Cloud Data Engineering Patterns Evolve

Cloud data engineering patterns have changed dramatically over the past decade. We no longer rely on batch ETL pipelines for data processing; instead, we use streaming architectures and hybrid batch-streaming systems. The current cloud-native stack is starting to take shape, with a clear understanding of what components work well together.

I spent a night on a 3 am shift trying to recover a corrupted bronze table that had been overwritten by a faulty ingestion job. With Delta Lake's time travel, I was able to roll back to a snapshot from 12 hours prior in just a few seconds. The transaction log kept a record of every write, and the ACID guarantees meant the rollback did not leave orphaned files or corrupt metadata. Without that feature, I would have had to rebuild the entire 2 TB bronze layer from raw logs, a task that would have taken days and risked further data loss.

When deciding between Spark Structured Streaming and Flink for a real-time fraud detection pipeline, we weighed throughput against latency. Spark can ingest 50 k events per second from Kafka but has a 5–10 second micro‑batch delay, while Flink processes events in microseconds but requires more complex state management. In a 2020 production run, we ran into a checkpointing issue on Spark that caused a 15 minute outage; the checkpoint directory was full because we had not configured the retention policy, leading to a failure to recover. Switching to Flink resolved the latency, but we had to build a custom state snapshot mechanism to keep the state size below 4 GB.

Event‑time windows in Structured Streaming can be tricky. In one deployment, we processed 10 k events per second from a Kafka topic that carried timestamps from IoT sensors. We set a 30‑minute watermark, but a burst of 5‑minute delayed events caused our 1‑hour aggregates to be off by 12 %. By tightening the watermark to 1 minute and adding a side output for late events, we reduced the error to less than 1 % and kept the processing latency under 2 seconds. This tweak required a deeper understanding of the data’s arrival patterns and a willingness to trade a small amount of latency for accuracy.

The medallion architecture has become the standard data lake pattern in 2020. It consists of three layers: bronze, silver, and gold.

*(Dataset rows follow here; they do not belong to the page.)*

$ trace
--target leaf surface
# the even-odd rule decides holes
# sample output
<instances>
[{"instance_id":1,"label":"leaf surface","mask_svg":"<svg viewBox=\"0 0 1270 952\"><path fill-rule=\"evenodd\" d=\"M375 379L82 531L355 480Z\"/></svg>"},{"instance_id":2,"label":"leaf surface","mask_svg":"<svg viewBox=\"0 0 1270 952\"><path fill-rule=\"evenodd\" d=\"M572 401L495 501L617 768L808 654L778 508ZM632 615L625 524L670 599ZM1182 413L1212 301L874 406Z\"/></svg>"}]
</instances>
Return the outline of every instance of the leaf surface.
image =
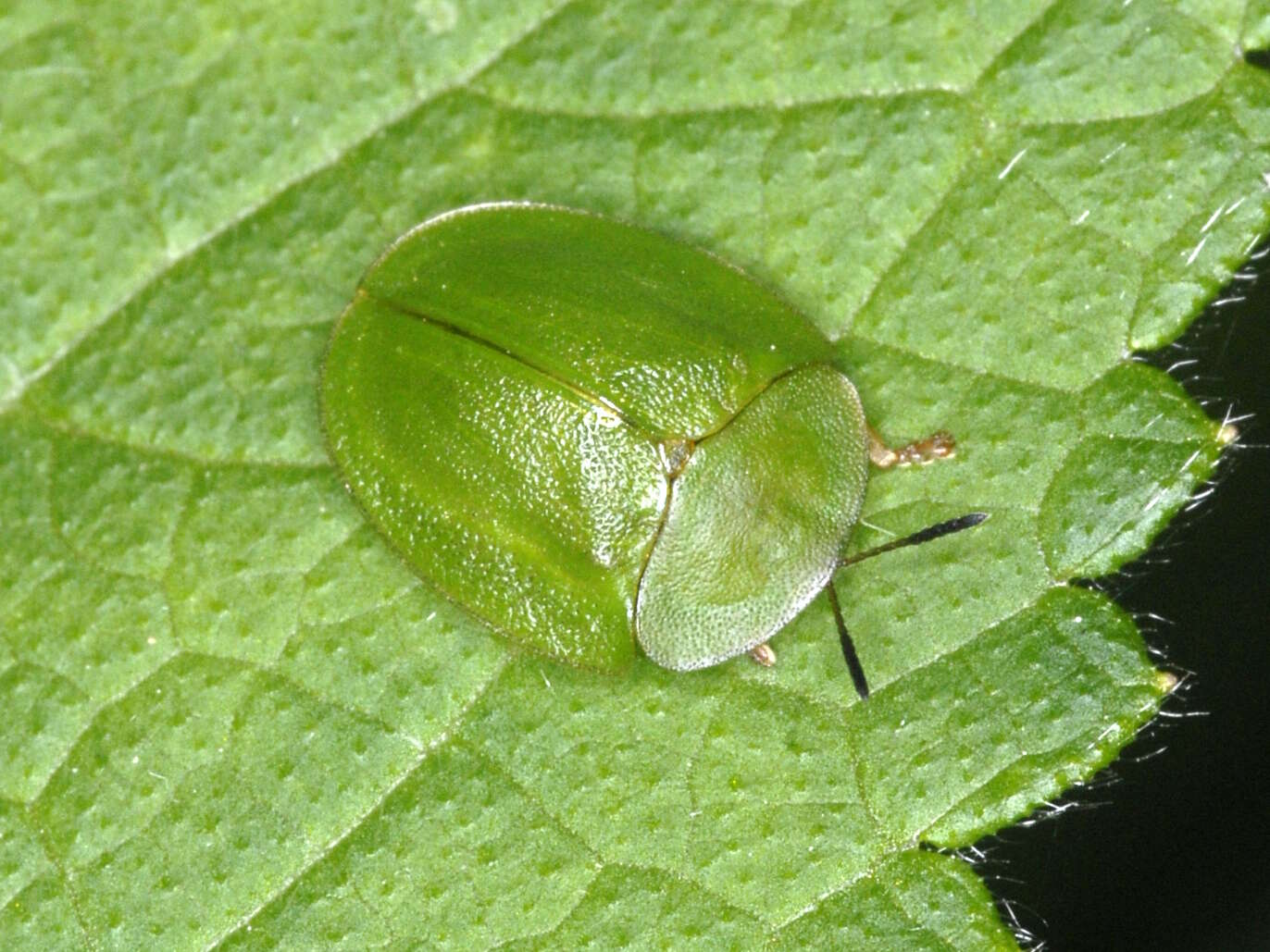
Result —
<instances>
[{"instance_id":1,"label":"leaf surface","mask_svg":"<svg viewBox=\"0 0 1270 952\"><path fill-rule=\"evenodd\" d=\"M6 947L1012 947L956 848L1166 696L1073 579L1222 433L1135 349L1267 231L1264 0L11 5L0 18ZM516 654L339 485L316 378L396 235L652 226L837 341L884 435L780 664Z\"/></svg>"}]
</instances>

The bronze layer stores raw data from source systems without transformation or curation. The silver layer cleans, normalizes, and validates data with schema enforcement. The gold layer contains aggregated, business‑aligned datasets ready for analytics and machine learning. This layered approach provides a clear lineage from raw data to analytical output, allowing each layer to be rebuilt from the layer below.

Delta Lake, developed by Databricks and open‑sourced, brings ACID transactions, schema enforcement, and time travel to data lakes stored in Parquet on Azure Data Lake Storage or S3. Without Delta Lake, data lakes are limited to append‑only operations, requiring the entire partition to be read and rewritten for DELETE and UPDATE operations. Delta Lake's transaction log enables ACID writes, point‑in‑time queries, and schema evolution, making it a crucial component of Azure Synapse and Databricks data platforms.

Apache Spark has become the de facto standard for large‑scale data transformation. The PySpark, Scala, and .NET for Spark APIs allow data transformations to be expressed as DataFrame operations that Spark optimizes into distributed execution plans. Managed Spark services, such as Azure Databricks, Azure Synapse Spark, and EMR on AWS, handle cluster provisioning and autoscaling. For data volumes beyond what a single machine can handle (typically >100GB), Spark is the appropriate tool.

Apache Spark Structured Streaming treats a stream (Kafka topic, Event Hub) as an unbounded DataFrame. Transformations written as batch DataFrame operations apply incrementally to the stream, providing at‑least‑once or exactly‑once processing semantics. For event‑time aggregations (how many events in the last hour, as of event timestamps), Structured Streaming's watermarking model handles late‑arriving events, allowing for accurate and efficient processing of event streams.